Un « Congé réflexion carrière », des formations adaptées aux personnes qui ont quitté l'école depuis longtemps, une prévention santé élargie... Pour faire face aux enjeux du travail des seniors, de nombreuses propositions ont été émises lors d'un colloque organisé par la chaire TDTE.

Congé réflexion carrière : donner la possibilité de s'inventer une nouvelle trajectoire pour les 15 dernières années de carrière.
Congé réflexion carrière : donner la possibilité de s'inventer une nouvelle trajectoire pour les 15 dernières années de carrière.

Le « Congé réflexion carrière » sera-t-il un jour aussi familier aux Français que les congés payés instaurés par le Front Populaire en 1936 ? Près de 90 ans plus tard, c'est en tout cas une proposition qui émerge dans le débat ouvert après le vote de la réforme des retraites : que faire de ces seniors qui vont rester plus longtemps sur le marché du travail, et, possiblement, dans l'entreprise ? Le 26 octobre, à Paris la chaire TDTE, « Transitions démographiques, Transitions économiques », dédiée à la recherche sur l’impact du vieillissement et de la longévité sur l’économie et la société en France, fondée par l’économiste Jean-Hervé Lorenzi, consacrait un colloque à ces thématiques. Et aussi, elle présentait sa proposition de « Congé réflexion carrière »: le dispositif, obligatoire, attribuerait aux salariés un congé d'un mois - fractionnable, pour ne pas pénaliser les PME - à partir de 50 ans. Objectif : leur donner la possibilité de s'inventer une nouvelle trajectoire pour les 15 années de carrière qui leur restent, afin d'éviter l'accident du chômage à 58 ans. Le dispositif serait financé et géré par France Travail.

Au cours du colloque, d'autres propositions ont été avancées par plusieurs intervenants, lesquels ont aussi, chacun à leur manière, comme praticiens ou scientifiques, éclairé ce phénomène sociétal majeur. Parmi eux, Marie-Alice Jourde, avocate au sein du cabinet parisien Jasper Avocats. Ses clients ? « Les n-2, -3, -4. A un moment donné, on considère qu'ils coûtent trop cher...Mais la vie des 55 à 60 ans diffère selon les entreprises. Les PME les gardent plus longtemps ; elle les paient moins et ont besoin de leur expérience. Les entreprises de plus de 300 à 400 salariés échangeraient bien un salarié de 60 ans pour deux de 30 ans... C'est là que l'on voit apparaître les licenciements », explique-t-elle.

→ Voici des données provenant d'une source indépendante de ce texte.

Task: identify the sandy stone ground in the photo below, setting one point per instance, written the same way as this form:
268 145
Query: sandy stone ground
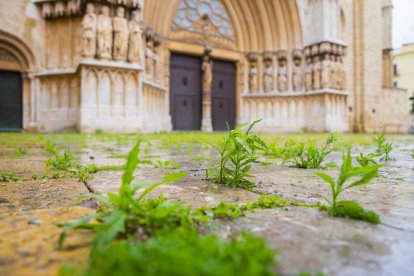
307 239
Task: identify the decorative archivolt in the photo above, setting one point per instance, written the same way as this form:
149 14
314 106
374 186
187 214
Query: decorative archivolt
203 21
15 51
207 17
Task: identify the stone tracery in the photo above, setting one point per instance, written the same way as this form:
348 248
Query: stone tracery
191 14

Un autre éclairage, scientifique, concerne les attentes des seniors. Il est fourni par le CEREQ, Centre d'études et de recherches sur les qualifications. « Les études rebattent les clichés que l'on peut avoir sur cette catégorie. 30% seulement des seniors attendent gentiment la retraite. Les autres ont envie d'évoluer professionnellement », dévoile Jean-Marie Dubois, économiste. Au sein de cette dernière catégorie, 18% envisagent une reconversion, 22% veulent monter en compétence et 30% ont le désir et des perspectives d'évolution fortes. Il s'agit en général d'hommes très qualifiés.

Éviter les cercles vicieux

Mais d'autres subissent la trajectoire inverse : des ouvriers peu qualifiés aux conditions de travail dégradées qui ne parviennent pas à se former. Vers 55-60 ans, ils risquent de se retrouver au chômage avec des perspectives de retour à l'emploi bien minces. A cet égard, « en France, nous restons souvent focalisés sur un type de formation qui n'est pas adaptée à un public qui a quitté le milieu scolaire depuis très longtemps », pointe Jean-Marie Dubois. Pour lui, l'adaptation des formes de la formation constitue un enjeu clé pour améliorer la situation.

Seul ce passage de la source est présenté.